Ethyl esters synthesis catalyzed by lipase B from Candida antarctica immobilized on NiFe2O4 magnetic nanoparticles

The development of heterogeneous biocatalysts allows the expansion of the application of enzymes in different industrial processes, favoring the establishment of clean technologies. This work investigates the capacity of nickel ferrite magnetic nanoparticles (NiFe₂O₄) as a support for lipase B from Candida antarctica (CalB) immobilization. The adsorption capacity of the support revealed a maximum value of 15 mg_protein/g_support, according to the Langmuir isotherm model.

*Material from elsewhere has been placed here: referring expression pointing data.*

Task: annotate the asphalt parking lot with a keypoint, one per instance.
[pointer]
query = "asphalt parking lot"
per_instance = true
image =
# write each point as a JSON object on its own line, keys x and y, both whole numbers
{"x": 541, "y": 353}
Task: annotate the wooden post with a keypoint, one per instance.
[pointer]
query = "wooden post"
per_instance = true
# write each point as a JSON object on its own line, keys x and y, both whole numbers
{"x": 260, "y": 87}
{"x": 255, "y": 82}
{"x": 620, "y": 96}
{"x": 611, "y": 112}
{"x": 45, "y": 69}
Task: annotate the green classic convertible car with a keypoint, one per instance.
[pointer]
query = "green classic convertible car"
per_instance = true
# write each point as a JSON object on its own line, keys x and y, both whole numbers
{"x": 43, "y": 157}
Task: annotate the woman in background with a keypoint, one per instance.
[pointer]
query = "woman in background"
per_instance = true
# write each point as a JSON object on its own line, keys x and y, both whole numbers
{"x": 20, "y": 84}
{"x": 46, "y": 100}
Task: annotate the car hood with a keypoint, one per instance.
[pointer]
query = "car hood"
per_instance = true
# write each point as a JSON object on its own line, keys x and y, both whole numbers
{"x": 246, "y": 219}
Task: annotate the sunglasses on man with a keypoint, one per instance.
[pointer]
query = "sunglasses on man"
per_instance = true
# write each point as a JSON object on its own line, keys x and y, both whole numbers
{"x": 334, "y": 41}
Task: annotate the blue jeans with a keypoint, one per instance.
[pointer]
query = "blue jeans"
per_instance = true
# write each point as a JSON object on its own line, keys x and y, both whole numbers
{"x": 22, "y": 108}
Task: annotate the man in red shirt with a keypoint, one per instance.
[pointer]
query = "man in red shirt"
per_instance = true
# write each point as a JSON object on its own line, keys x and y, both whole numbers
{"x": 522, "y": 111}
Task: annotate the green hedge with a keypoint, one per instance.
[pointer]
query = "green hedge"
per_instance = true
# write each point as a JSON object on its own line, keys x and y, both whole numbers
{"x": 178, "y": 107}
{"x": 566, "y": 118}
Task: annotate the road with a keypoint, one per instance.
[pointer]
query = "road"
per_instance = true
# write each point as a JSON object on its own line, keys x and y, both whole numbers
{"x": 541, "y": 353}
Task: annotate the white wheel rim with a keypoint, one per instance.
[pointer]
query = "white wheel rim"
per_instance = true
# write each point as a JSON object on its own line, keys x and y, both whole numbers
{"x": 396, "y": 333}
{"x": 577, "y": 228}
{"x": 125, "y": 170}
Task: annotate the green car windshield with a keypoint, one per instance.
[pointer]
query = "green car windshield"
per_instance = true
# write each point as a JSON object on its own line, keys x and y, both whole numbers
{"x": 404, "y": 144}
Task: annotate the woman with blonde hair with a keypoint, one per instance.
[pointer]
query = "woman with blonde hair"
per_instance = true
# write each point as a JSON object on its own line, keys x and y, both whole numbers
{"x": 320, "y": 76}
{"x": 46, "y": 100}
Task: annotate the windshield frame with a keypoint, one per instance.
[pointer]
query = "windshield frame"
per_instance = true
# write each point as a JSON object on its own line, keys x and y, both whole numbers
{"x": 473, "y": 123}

Efficiency immobilization by physical adsorption was low (21.3 %), and CalB was covalently immobilized after functionalization of NiFe₂O₄ with APTMS (3-aminopropyl trimethoxysilane) and activation with glutaraldehyde (GA), showing higher immobilization yield (62.9 %). The spinel ferrite NiFe₂O₄ was characterized by many physicochemical analyses. The enzyme derivatives obtained (NiFe₂O₄-CalB and NiFe₂O₄-APTMS-GA-CalB) were evaluated in the synthesis of alkyl esters. Despite no production was observed in the transesterification reactions, esterification led to 37.3 ± 1.0 % and 62.1 ± 0.2 % of oleic acid conversions using NiFe₂O₄-APTMS-GA-CalB and NiFe₂O₄-CalB, respectively. After 4 cycles, NiFe₂O₄-CalB maintained 92 % of its initial activity. Nickel ferrite magnetic nanoparticles form an efficient heterogeneous catalyst with lipase, which could be used to remove the content of free fatty acids (FFAs), like oleic acid, present in cheap raw materials to produce biodiesel.